Мантикора закашлялся.
– Нет… – И тут же поправился. – Пока еще – нет. Но…
– Вот когда прикажут – примешь решение. И если захочешь – придешь, и поговорим. Возможно, мне и правда удастся тебе помочь. А сейчас – извини, я хочу спать. Отдежуришь остаток ночи, раз уж проснулся.
– Ты настолько мне доверяешь? – поразился он.
– Тебе же еще не приказали меня убить. – Танаа негромко, печально рассмеялась. – Так что, отдежуришь?
– Отдежурю… – Сказать, что полуэльф был ошарашен подобным доверием – не сказать ничего. Что интересно, ему и в голову не пришло назвать это беспечностью – нет, она и правда просто ему доверяла…
Оставшиеся до рассвета три часа он провел в мучительных раздумьях. Как поступить? Что делать? Попросить ли у Арны помощи и попытаться вместе спасти Лианну из лап Левиафана? Или подчиниться приказу Маар-си и убить девушку следующей ночью? Или…
– А что бы ты мне сказала, госпожа моя? – шептал он, сжимая в кулаке символ богини. – Что бы ты посоветовала своему неверному рыцарю, своему трусливому предателю? Что бы ты мне сказала, Дианари… и стала бы ты вообще со мной разговаривать?
Погода стояла великолепная. Светило солнце, но не пекло – просто ласково согревало. Чуть прохладный ветерок играл с плащами, шевелил волосы, освежал… Четверо путников шли по лесной дороге и весело беседовали на самые разные темы. Даже Гундольф включился в беседу и сейчас со смехом рассказывал забавные байки времен его обучения в Ордене.
Внезапно Арна гортанно вскрикнула и выбросила руку с растопыренными пальцами к небу, перекинув посох в другую руку. Набалдашник больно ударил Мантикору по ноге, но он этого даже не заметил – что-то коротко укололо его в плечо, и мир вокруг завертелся, очертания предметов начали расплываться, таять…
Полностью сознания он не потерял. И, лежа на траве, странно-отстраненно наблюдал сквозь дымку яда за течением схватки.
По дротику с отравой получил каждый, но только Талеанис и Гундольф выбыли из боя мгновенно. Орогриму дозы, рассчитанной на человека, явно было мало – он двигался гораздо медленнее, но сознание терять или даже просто падать и не собирался.
Нападавших было четверо.
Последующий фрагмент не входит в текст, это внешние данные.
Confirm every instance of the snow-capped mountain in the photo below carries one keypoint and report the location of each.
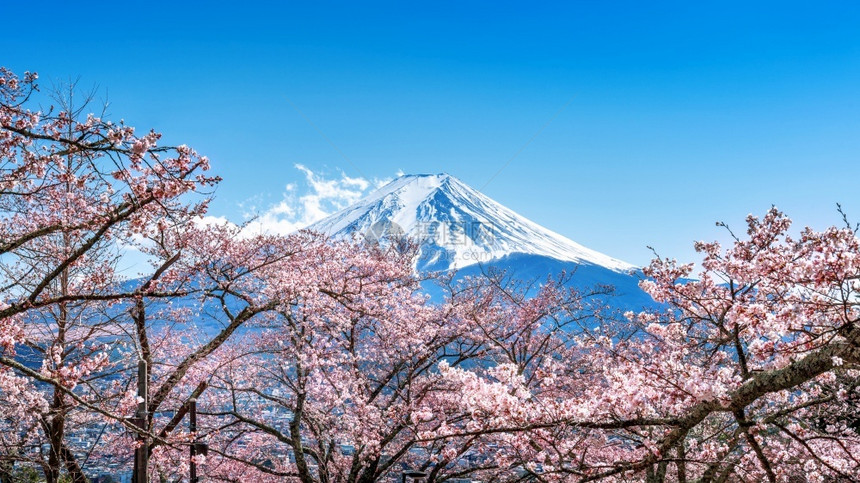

Люди и один эльф, двигались все слаженно и сработанно – сразу было видно, что сражаются вместе они не в первый раз. Что интересно – ни один не использовал заточенного оружия – люди держали в руках обитые войлоком дубинки, хотя на поясах красовались отнюдь не парадные мечи, а эльф сжимал в пальцах еще несколько дротиков – при том, что за его спиной виднелся мощный составной лук.
Орогрим поднырнул под удар одного из нападавших, резко обернулся – человек не ожидал от одурманенного орка такой скорости, а зря. Пальцы зеленокожего сомкнулись на запястье противника, Орогрим резко дернул – и человек, пролетев метра четыре, врезался в толстый, вековой ствол какого-то дерева.